A racist woman faces three years in a Colombia prison for saying racist things towards the country’s first Black vice president during an antigovernment protest last year.
Sentencing for a 62-year-old woman named Luz Fabiola Rubiano, who got convicted of discrimination and harassment on April 10, will begin on May 30 after she pleaded guilty to the charges.
Although she faces up to three years in prison, her punishable offense can be replaced with parole or house arrest.
In September, while Vice President Francia Márquez was in Bogota, a video published by a local news site showed Rubiano protesting in front of Colombia’s Congress and responding to a journalist’s question by hurling racist insults at Márquez and Afro-Colombians.

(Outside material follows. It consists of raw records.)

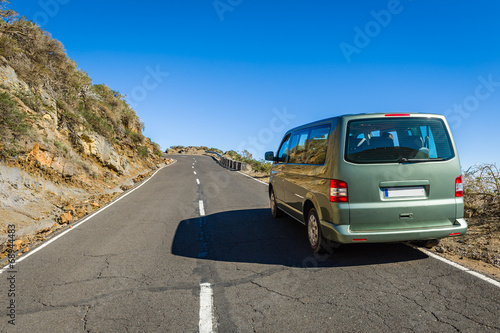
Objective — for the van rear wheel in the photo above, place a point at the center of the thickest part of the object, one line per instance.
(314, 231)
(275, 211)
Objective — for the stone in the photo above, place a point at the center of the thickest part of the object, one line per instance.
(65, 218)
(17, 244)
(96, 145)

“Apes are now governing us,” Rubiano said in the video. “Francia Márquez is an ape … what education can Black people have, they steal, attack and kill.”
Prosecutors opened an investigation after Marquez’s lawyers filed a complaint.
During a hearing, they accused Rubiano of inciting hatred and damaging the reputation of Márquez and Colombia’s Afro-Colombian population, while jeopardizing their right not to be discriminated against.
Marquez became Colombia’s first Black vice president last year after helping leftist Gustavo Petro win the presidential election. She has often spoken out about racism in Colombia, which she says is part of the legacy of colonialism and slavery.
Márquez is a social and environmental leader from Colombia, who has been recognized for her work defending the rights of Afro-Colombian communities and advocating for environmental conservation.
In 2018, she was awarded the Goldman Environmental Prize, one of the most prestigious international awards for environmental activism, for her leadership in the struggle to stop illegal mining in the Cauca region of Colombia, which was causing environmental damage and displacing local communities.
In March 2022, Márquez announced her candidacy for Vice President of Colombia in the 2022 elections, as part of the coalition “Esperanza por Colombia” (Hope for Colombia). Her platform focuses on social and environmental justice, as well as the protection of the rights of marginalized communities.
Márquez’s candidacy is seen as historic, as she is the first Afro-Colombian woman to run for Vice President of the country. Her campaign has gained widespread support from social and environmental organizations, as well as from many Colombians who see her as a symbol of hope and change.